I’ve also noticed that the breaks I take are always trying to make themselves longer. There are so many things clamoring for our attention! It’s like a force of nature: unless I maintain real discipline, I’m sure that half the day would vanish in useless breaks that add nothing to my life. Am I alone, or do you notice the same thing in your routine?
4. I Can Effectively Utilize Spare Moments
Something I dreaded has become something I enjoy, and I have learned a lesson of using dead space in my day to get work done.
Two of my kids work at McDonalds, which is just a five minute drive from where I live, and regularly finish late at night. I used to drive to the restaurant at the time they were due to finish, and wait for them in the carpark. On busy nights, I sometimes had to wait twenty or thirty minutes until they finished their shift, which was very frustrating—especially if I had work waiting for me at home.
Now I do things differently.
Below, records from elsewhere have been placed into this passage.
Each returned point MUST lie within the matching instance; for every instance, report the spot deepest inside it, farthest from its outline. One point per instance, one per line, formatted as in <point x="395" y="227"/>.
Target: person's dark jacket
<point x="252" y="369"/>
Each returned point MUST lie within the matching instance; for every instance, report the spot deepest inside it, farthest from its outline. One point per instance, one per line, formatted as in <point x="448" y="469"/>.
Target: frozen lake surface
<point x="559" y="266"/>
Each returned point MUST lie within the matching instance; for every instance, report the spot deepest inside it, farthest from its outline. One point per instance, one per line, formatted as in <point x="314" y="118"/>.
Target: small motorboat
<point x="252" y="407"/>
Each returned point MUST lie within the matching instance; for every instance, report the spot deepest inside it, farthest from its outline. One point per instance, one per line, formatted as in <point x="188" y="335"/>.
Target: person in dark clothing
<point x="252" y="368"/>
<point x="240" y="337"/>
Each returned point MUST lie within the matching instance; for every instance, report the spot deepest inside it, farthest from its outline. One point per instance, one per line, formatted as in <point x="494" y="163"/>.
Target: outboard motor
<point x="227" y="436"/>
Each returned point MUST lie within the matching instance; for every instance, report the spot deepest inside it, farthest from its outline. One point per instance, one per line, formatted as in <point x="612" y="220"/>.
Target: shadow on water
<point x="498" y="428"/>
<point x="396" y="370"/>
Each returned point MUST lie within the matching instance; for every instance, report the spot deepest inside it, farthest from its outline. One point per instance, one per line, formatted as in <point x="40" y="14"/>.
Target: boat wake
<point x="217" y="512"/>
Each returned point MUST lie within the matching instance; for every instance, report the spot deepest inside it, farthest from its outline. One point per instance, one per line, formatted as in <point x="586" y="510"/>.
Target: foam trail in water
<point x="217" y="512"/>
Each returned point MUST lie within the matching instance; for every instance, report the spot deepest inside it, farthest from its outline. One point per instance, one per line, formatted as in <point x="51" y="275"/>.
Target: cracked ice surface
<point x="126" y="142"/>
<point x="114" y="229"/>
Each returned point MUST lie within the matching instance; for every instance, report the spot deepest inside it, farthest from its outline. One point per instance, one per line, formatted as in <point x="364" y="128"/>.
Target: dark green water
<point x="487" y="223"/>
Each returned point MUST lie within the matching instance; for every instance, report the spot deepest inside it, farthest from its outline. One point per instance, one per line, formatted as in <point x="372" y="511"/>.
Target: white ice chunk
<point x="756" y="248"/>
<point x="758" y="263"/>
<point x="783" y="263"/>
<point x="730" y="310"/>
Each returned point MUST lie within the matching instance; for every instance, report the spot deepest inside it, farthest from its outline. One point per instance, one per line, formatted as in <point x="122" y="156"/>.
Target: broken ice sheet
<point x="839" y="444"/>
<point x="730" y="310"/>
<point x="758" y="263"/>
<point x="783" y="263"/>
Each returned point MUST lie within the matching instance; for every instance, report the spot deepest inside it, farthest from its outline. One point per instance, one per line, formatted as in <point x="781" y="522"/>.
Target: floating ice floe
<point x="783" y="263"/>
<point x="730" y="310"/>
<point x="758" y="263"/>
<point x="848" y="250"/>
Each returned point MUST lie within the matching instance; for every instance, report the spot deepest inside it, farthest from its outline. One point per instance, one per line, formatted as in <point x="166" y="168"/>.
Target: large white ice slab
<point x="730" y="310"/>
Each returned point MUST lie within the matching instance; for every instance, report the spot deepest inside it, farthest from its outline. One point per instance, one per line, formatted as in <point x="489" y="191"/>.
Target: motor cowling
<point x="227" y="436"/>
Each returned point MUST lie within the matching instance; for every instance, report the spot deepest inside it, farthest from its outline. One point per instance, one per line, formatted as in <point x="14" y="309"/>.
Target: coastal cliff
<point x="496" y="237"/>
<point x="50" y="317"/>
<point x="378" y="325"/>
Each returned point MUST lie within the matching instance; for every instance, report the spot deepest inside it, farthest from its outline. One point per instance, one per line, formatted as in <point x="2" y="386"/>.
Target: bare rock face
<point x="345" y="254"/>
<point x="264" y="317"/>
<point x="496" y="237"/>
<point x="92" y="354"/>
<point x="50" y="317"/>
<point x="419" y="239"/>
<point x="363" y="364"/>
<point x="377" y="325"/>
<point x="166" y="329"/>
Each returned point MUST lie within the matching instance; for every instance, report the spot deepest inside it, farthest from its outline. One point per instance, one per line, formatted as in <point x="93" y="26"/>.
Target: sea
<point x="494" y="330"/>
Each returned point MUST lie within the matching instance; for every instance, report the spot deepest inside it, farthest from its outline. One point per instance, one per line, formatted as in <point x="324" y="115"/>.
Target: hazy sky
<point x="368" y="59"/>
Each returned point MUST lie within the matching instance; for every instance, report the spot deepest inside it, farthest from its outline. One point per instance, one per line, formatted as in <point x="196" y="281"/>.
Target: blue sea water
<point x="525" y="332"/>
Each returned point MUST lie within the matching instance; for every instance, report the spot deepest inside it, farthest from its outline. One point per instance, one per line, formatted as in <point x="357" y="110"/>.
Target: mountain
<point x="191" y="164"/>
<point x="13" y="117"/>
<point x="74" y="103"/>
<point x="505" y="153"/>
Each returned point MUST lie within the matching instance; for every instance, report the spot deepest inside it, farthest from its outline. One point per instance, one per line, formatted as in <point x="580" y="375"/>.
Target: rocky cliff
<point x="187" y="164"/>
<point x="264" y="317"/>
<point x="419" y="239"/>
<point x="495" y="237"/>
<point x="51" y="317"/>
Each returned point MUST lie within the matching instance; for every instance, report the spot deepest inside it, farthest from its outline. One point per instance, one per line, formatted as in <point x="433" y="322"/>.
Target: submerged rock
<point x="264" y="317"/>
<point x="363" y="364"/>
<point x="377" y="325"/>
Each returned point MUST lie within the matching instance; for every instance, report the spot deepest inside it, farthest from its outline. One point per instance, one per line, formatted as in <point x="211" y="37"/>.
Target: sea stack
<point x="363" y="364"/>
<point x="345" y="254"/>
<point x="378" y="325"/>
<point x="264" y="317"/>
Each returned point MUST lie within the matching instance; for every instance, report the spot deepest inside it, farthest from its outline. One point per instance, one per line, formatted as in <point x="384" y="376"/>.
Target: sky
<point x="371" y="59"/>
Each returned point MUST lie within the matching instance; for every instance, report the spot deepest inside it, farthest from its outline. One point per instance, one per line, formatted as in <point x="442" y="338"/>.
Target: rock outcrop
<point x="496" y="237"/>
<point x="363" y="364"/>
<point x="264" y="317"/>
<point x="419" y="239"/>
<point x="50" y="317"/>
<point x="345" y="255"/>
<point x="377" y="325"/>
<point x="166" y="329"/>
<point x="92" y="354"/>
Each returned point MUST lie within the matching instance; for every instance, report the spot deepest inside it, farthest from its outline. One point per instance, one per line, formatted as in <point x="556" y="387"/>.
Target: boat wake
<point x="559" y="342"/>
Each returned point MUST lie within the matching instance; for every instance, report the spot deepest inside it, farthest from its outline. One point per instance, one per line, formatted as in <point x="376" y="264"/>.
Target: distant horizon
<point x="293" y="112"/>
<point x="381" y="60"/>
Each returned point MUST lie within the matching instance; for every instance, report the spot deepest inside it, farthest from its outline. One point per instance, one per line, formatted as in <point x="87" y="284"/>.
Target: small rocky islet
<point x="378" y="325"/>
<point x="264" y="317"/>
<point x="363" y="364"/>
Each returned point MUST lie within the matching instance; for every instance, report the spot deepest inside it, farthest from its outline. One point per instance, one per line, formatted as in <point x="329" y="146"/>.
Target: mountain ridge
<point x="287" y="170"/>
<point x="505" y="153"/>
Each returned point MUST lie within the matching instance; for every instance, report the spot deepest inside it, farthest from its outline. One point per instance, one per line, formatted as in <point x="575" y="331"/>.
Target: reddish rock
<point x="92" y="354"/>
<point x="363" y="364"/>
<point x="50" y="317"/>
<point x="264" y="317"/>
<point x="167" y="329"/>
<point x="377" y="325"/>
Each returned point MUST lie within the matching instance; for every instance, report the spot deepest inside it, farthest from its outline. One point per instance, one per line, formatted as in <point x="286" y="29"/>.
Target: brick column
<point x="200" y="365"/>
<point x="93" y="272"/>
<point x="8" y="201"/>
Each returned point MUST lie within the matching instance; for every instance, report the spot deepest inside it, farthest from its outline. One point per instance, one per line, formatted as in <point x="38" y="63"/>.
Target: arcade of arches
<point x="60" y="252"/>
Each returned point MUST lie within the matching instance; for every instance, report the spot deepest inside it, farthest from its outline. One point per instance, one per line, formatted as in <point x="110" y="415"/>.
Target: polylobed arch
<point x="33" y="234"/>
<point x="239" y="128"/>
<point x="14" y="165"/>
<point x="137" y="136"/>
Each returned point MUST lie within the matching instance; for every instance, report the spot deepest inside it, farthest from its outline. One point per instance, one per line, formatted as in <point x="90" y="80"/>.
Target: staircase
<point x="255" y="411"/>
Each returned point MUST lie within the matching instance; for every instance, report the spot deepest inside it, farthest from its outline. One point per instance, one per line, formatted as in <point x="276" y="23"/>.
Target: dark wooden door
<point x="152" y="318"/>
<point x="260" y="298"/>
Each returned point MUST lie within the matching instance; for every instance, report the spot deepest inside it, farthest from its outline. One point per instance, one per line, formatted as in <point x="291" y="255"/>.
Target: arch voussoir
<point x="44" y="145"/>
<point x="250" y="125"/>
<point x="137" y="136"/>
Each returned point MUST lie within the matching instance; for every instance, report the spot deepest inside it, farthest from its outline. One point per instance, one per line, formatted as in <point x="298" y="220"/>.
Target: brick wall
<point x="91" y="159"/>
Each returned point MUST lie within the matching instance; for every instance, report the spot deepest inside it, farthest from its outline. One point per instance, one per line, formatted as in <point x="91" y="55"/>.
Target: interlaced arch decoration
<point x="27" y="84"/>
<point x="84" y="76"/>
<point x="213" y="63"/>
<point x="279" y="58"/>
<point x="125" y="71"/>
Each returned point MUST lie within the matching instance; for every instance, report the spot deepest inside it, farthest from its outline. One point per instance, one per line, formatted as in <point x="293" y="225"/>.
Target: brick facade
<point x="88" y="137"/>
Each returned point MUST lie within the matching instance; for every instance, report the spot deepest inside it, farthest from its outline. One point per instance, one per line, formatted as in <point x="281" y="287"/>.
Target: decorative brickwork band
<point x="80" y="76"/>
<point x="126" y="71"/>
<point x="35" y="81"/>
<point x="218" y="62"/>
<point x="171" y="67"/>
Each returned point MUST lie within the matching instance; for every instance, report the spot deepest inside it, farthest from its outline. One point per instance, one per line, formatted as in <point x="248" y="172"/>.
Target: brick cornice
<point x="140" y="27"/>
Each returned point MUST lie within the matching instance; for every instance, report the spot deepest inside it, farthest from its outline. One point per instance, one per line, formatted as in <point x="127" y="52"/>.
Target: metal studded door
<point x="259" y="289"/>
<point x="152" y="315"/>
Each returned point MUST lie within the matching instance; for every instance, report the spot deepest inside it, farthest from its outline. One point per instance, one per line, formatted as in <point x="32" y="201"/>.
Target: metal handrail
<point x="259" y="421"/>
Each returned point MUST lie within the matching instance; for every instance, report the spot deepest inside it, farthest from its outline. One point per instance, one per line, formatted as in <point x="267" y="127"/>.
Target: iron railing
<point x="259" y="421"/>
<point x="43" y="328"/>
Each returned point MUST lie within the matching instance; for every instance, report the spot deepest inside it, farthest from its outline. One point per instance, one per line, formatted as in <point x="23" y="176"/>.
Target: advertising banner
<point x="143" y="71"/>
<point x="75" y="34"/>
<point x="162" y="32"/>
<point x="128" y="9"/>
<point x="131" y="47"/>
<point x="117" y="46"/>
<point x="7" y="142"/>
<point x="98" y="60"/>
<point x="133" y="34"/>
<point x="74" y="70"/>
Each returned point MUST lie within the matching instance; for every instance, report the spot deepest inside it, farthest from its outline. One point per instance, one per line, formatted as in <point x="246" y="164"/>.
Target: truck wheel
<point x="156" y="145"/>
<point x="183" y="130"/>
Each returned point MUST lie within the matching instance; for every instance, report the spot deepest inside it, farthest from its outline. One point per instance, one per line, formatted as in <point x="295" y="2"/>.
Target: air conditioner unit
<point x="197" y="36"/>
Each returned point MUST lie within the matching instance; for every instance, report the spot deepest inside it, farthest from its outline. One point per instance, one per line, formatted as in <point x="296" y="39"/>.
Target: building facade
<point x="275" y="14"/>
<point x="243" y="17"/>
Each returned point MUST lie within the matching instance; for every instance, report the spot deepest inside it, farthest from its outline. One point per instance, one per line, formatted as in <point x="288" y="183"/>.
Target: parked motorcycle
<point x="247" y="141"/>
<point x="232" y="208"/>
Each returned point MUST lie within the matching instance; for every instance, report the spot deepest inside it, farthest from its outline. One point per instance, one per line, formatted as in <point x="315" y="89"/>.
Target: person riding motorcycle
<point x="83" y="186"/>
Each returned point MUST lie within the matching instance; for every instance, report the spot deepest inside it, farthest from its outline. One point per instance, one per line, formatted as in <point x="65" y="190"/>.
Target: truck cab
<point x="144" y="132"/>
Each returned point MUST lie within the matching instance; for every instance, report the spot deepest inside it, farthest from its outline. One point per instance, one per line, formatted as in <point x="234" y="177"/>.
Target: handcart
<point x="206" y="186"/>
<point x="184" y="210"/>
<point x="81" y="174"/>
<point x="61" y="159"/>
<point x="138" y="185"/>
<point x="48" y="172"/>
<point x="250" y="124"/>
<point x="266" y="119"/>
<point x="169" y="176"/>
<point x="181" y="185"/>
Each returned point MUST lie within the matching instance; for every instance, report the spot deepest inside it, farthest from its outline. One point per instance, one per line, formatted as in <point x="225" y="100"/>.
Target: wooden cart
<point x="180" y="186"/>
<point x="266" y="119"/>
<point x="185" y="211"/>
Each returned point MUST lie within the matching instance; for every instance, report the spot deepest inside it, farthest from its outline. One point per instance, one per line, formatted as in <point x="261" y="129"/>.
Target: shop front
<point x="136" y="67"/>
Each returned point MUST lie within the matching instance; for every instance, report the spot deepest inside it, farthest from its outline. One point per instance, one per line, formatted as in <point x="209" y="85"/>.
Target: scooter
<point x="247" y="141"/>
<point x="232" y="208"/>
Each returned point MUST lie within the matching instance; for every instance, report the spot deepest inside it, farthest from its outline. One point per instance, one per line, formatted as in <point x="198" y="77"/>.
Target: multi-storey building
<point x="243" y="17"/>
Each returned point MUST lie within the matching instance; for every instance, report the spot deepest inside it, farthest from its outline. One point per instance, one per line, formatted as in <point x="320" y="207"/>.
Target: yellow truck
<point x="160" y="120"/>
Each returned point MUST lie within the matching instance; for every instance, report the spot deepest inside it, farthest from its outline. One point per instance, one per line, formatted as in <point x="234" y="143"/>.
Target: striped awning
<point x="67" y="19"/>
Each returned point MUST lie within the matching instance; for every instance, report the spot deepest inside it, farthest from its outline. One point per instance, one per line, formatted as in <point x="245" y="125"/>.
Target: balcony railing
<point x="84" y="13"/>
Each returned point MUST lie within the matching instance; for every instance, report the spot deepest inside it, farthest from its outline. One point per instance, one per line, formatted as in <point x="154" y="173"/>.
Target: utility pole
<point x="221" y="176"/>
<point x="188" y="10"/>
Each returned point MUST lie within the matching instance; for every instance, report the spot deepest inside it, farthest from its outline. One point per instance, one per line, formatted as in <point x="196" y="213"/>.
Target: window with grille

I leave home half an hour or an hour earlier, go into the restaurant and order a nice coffee and sometimes something to eat, and take advantage of McDonald’s free wifi to get some work done. I enjoy the change of scenery and the coffee, find that I am very productive there, and have lost all of my frustration. If the kids work a bit longer, that’s fine—I get a more work done.
That lesson has made me aware of other opportunities to be productive. I tend to carry my netbook with me everywhere, and now situations that I would have found frustrating help me.
These lessons have made a big difference in my work life. I enjoy working more, get more done, and still have time for the rest of my life. What lessons have you learned about workflow?